Descriptive data have also been documented for this population using the TUG, although no reliability investigation was undertaken (Table 5).80
Among patients with peripheral neuropathy, reliability data have been published for both the TUG (ICC = 0.99)81 and 6mWT (ICC = 0.94).81 However, descriptive data were not reported for either instrument.

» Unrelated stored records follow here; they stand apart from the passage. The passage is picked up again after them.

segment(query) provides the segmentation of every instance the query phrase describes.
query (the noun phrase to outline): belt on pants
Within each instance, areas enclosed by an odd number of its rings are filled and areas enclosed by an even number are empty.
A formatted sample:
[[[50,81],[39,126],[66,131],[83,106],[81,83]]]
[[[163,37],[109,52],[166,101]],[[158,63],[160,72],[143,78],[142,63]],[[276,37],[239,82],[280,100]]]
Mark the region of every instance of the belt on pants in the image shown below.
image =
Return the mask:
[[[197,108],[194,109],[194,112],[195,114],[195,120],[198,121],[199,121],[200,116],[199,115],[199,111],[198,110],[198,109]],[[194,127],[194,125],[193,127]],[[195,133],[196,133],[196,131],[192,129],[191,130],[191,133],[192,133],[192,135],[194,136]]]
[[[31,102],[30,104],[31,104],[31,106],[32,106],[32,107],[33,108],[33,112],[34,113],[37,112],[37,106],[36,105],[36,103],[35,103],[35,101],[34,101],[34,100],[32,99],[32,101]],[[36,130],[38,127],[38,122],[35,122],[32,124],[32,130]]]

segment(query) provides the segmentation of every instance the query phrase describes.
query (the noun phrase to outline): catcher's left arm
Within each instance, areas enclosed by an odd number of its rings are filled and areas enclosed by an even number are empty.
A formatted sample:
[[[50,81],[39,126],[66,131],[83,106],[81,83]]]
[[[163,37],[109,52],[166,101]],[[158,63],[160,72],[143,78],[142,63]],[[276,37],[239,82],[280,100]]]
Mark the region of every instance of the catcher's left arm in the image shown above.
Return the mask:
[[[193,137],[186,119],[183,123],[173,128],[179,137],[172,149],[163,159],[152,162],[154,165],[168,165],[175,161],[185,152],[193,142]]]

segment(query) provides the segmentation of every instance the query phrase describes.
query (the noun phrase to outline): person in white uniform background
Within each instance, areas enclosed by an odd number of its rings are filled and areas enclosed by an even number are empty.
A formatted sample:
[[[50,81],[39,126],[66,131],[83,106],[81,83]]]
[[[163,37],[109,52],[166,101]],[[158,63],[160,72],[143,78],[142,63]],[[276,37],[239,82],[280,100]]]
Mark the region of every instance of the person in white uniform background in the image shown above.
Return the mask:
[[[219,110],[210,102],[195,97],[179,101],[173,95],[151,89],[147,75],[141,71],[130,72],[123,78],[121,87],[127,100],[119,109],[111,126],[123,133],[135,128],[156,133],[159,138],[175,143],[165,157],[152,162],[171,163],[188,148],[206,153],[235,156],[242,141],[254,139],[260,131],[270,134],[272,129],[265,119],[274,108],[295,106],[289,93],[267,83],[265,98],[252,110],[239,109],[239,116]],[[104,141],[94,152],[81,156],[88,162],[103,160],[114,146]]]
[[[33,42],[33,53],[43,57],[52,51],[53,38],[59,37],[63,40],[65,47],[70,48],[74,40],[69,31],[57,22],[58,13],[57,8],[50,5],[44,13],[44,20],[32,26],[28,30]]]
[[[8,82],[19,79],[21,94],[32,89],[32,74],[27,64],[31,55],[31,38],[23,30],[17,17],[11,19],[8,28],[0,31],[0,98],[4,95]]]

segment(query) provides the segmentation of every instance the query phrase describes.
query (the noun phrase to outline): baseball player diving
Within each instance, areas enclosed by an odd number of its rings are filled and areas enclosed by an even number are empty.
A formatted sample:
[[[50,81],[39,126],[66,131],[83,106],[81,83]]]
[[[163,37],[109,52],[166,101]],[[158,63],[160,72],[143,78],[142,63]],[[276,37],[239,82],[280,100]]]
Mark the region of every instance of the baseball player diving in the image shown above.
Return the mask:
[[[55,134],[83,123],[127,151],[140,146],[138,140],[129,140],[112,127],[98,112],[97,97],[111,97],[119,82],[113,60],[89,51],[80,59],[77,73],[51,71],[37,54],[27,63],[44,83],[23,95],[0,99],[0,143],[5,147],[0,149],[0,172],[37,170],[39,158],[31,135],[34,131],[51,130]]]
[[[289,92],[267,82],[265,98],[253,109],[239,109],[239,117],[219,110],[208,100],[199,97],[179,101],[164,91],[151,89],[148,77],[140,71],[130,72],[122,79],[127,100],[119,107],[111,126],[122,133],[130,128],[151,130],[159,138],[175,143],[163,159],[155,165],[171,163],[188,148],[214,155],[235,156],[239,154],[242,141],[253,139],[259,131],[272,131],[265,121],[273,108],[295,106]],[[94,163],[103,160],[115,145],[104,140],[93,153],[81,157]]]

The purpose of this review was to enable the orthotics and prosthetics practitioners to better use established timed ambulatory outcome measures. Orthotic and prosthetic services typically are intended to create functional changes in areas such as walking speed, endurance, and balance. In today's healthcare environment, it is increasingly important to be able quantify and relate the amount of change associated with a given intervention. The measures presented in this review were selected on the basis of their established protocols, published descriptive data, and reported test-retest reliability values. This review can thus serve as a resource in selecting an appropriate outcomes assessment tool for a given intervention within a given population. It will help the practitioner to correctly execute the selected outcomes assessment instrument, to appreciate its value against published descriptive values for that index within a given population, and to recognize the degree to which observed changes can be attributed to the intervention itself rather than measurement error or performance variability.